# Ingi-Zeugs in der Arena



## Kemsyt (6. September 2007)

Hi Leute!

Hab zu dem Thema bis jezz nichts konkretes gefunden, falls ich was übersehen habe wär ich über einen entsprechenden link hoch erfreut 


			Dieser Inhalt steht nur eingeloggten Mitgliedern zur Verfügung.
        



Frage:

Kann ein Ingi seine Sachen auch in der Arena nutzen? 

Wenn nein, .......Schade^^
Wenn ja,  .........Gilt das für alle Teile , bzw für welche? 


Vielen Dank schonmal im Voraus!!

Mfg, Kemsyt


----------



## Bellringer (10. September 2007)

Kemsyt schrieb:


> Hi Leute!
> 
> Hab zu dem Thema bis jezz nichts konkretes gefunden, falls ich was übersehen habe wär ich über einen entsprechenden link hoch erfreut
> 
> ...



Man kann KEINE Ingenieursgegenstände in der Arena benutzen, welche dir irgendwelche Vorteile bringen.
z. B. kannst du den Gürtel der Unverwundbarkeit natürlich NICHT benutzen. 
Hühnern geht auch nicht.


----------



## Thorakk (13. September 2007)

Bellringer schrieb:


> Man kann KEINE Ingenieursgegenstände in der Arena benutzen, welche dir irgendwelche Vorteile bringen.
> z. B. kannst du den Gürtel der Unverwundbarkeit natürlich NICHT benutzen.
> Hühnern geht auch nicht.




Also...hab mir den Gürtel der Unverwundbarkeit von nem Gnomen-Ingi bauen lassen (bin selbst Goblin-Ingi) und verwende den Gürtel täglich in der Arena. Ist wirklich sehr sehr nice...

Also, es geht!

Den Goblin-Raketenwerfer benutz ich ebenfalls.


----------



## Nichtskönner (13. September 2007)

is ja cool^^


----------



## Bellringer (17. September 2007)

Thorakk schrieb:


> Also...hab mir den Gürtel der Unverwundbarkeit von nem Gnomen-Ingi bauen lassen (bin selbst Goblin-Ingi) und verwende den Gürtel täglich in der Arena. Ist wirklich sehr sehr nice...
> 
> Also, es geht!
> 
> Den Goblin-Raketenwerfer benutz ich ebenfalls.
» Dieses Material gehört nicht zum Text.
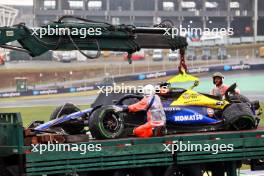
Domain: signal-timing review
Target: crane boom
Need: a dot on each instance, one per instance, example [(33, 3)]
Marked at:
[(83, 34)]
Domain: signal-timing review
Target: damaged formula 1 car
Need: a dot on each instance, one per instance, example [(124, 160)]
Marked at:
[(186, 111)]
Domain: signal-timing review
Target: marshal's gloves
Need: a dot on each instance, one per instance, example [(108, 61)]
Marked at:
[(125, 108)]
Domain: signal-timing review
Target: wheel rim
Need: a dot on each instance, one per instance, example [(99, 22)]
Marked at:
[(111, 122)]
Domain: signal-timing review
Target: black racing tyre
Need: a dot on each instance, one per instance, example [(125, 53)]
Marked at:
[(191, 170), (105, 123), (71, 127), (239, 116), (134, 172)]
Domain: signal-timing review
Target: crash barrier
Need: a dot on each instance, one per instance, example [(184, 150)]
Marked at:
[(225, 41), (140, 76)]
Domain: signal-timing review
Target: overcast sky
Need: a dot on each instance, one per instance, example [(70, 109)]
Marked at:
[(16, 2)]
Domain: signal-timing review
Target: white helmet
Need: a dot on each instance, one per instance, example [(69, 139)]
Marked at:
[(149, 90)]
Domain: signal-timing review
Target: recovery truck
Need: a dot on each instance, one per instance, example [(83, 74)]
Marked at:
[(25, 152), (128, 156)]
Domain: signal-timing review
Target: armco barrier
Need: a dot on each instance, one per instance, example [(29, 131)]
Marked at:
[(141, 76)]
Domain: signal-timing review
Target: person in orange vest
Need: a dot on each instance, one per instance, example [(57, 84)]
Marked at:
[(156, 118), (220, 88)]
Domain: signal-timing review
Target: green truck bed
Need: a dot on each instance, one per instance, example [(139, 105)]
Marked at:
[(129, 152)]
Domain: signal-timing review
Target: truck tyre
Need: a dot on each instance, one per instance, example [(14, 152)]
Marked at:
[(191, 170), (105, 123), (134, 172), (239, 116), (3, 170), (70, 127)]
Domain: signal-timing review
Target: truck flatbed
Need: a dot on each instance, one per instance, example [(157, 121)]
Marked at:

Komisch ... bei mir kommt "Ihr könnt diesen Gegenstand in der Arena nicht benutzen" (oder so ähnlich)


----------



## Thorakk (24. September 2007)

Bellringer schrieb:


> Komisch ... bei mir kommt "Ihr könnt diesen Gegenstand in der Arena nicht benutzen" (oder so ähnlich)



?? Komisch...

kann die Gegenstände wirklich benutzen... oO

Ist wirklich extrem nice, 4000 hp mehr - nur schlecht wenns schief geht. Da bekommt man nämlich mehr dmg und ist sofort tot 


			Dieser Inhalt steht nur eingeloggten Mitgliedern zur Verfügung.


----------



## WolfyWolf (25. September 2007)

Raketenwerfer funktioniert, alles andere ungetestet, aber so sachen wie manatrankeinspritzng funktionieren leider net


----------



## Ichliebebuffed (3. Oktober 2007)

Also ich kann das ebenfalls bestätigen:

-Raketenwerfer
-Stiefel (irgendwas mit Xtreme^^)
-Gürtel der Unverwundbarkeit

funktionieren. BIn mir grad nicht sicher, manchmal benutz mein Arenapartner eine Netz, aber weiß net ob man das als igni herstellen kann. 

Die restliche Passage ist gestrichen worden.